With quarterbacks in today's NFL, though, older is better. The experience those players have gained and familiarity with his job helps him overcome declining physical skills. They read defenses with that experience guiding their decision-making, they're able to beat teams with their minds as opposed to just with their physical tools.
That apparently hasn't convinced one AFC personnel man, as described by CBS Sports' Pete Prisco, who released his installment of the trendy Top 100 list recently.
Writes Prisco about Roethlisberger, putting him at No. 36 on his list, the fifth quarterback to appear behind Peyton Manning (No. 1), Aaron Rodgers (No. 2), Tom Brady (No. 5) and Drew Brees (No. 7):
He didn't have great receivers last season and his line is perpetually a mess. But all he does is make plays.
AFC personnel man on Roethlisberger: "He is still capable of being one of the best in spurts, but not what he was.
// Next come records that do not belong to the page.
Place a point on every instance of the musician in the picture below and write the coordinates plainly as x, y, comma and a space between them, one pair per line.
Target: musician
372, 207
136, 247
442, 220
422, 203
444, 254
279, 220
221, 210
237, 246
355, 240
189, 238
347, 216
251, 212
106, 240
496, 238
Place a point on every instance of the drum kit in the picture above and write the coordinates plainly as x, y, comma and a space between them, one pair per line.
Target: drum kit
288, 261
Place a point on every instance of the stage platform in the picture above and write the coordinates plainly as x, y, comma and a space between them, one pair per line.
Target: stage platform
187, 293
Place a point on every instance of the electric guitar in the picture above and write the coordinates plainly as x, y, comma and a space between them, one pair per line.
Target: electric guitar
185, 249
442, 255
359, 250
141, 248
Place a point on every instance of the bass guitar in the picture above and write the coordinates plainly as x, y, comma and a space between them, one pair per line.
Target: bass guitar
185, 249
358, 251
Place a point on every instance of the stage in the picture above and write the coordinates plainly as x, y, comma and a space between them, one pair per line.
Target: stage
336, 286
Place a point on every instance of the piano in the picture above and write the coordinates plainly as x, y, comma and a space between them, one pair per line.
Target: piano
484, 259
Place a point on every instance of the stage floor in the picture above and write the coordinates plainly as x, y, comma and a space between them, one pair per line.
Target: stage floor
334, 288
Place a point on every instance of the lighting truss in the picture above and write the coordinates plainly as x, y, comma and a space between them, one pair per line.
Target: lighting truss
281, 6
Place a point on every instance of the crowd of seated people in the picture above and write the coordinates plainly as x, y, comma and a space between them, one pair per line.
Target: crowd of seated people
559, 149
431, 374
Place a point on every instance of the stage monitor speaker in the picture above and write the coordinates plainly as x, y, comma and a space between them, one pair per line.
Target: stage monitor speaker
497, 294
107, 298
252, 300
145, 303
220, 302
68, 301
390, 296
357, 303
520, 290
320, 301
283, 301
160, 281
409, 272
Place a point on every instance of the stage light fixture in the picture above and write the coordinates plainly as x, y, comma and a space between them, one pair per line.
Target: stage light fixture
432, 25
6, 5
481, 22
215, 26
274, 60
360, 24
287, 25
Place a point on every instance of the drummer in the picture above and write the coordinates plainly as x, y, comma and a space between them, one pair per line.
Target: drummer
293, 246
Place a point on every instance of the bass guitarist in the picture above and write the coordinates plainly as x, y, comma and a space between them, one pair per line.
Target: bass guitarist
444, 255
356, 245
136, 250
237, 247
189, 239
A top-10 quarterback, but he's taken a lot of hits and would benefit from a better offensive line and running game."
This summary itself seems a tad generic, but perhaps some truth is laced in there. It's the same story written about Roethlisberger back in 2010. The attention-grabbing piece of this is his first statement, "he didn't have great receivers last season." Perhaps he literally means "receivers," the plural for "receiver," of which Roethlisberger threw 165 times to one who was named to the All Pro second team.
Prisco ranked Antonio Brown, that All Pro receiver, No. 63 overall.
With Mike Wallace gone to Miami, he emerged as a true No. 1 receiver last season, catching 105 passes with eight touchdowns.
AFC personnel man on Brown: "A good player who is a really nice No. 2. Alone, he doesn't scare you that much, but he fits the scheme in Pittsburgh very well."
He may as well have said Brown is a "game manager" wide receiver. Despite the game ending in a loss, it doesn't seem like personnel men of the Chicago Bears would think Brown doesn't scare people. He finished that game with 196 yards and two touchdowns in nine catches. His 110 catches on the season were the second-highest in the NFL, as were his 1,499 receiving yards.
Certainly, everyone's got their opinion, it just seems Brown's production is somewhat undervalued around the NFL, and I'll admit there are reasons why I can be painted as biased in this conversation, but those thinking Antonio Brown's skill set is not befitting the distinction of being the team's top receiving target are missing the boat.
They simply are not watching him if they think that's all he's capable of being.
Steelers safety Troy Polamalu ranked No. 99 on the list as well.
Both Brown and Roethlisberger have the opportunity to show this season justification for higher placement on such lists, for whatever that's worth. They'll both be able to do that.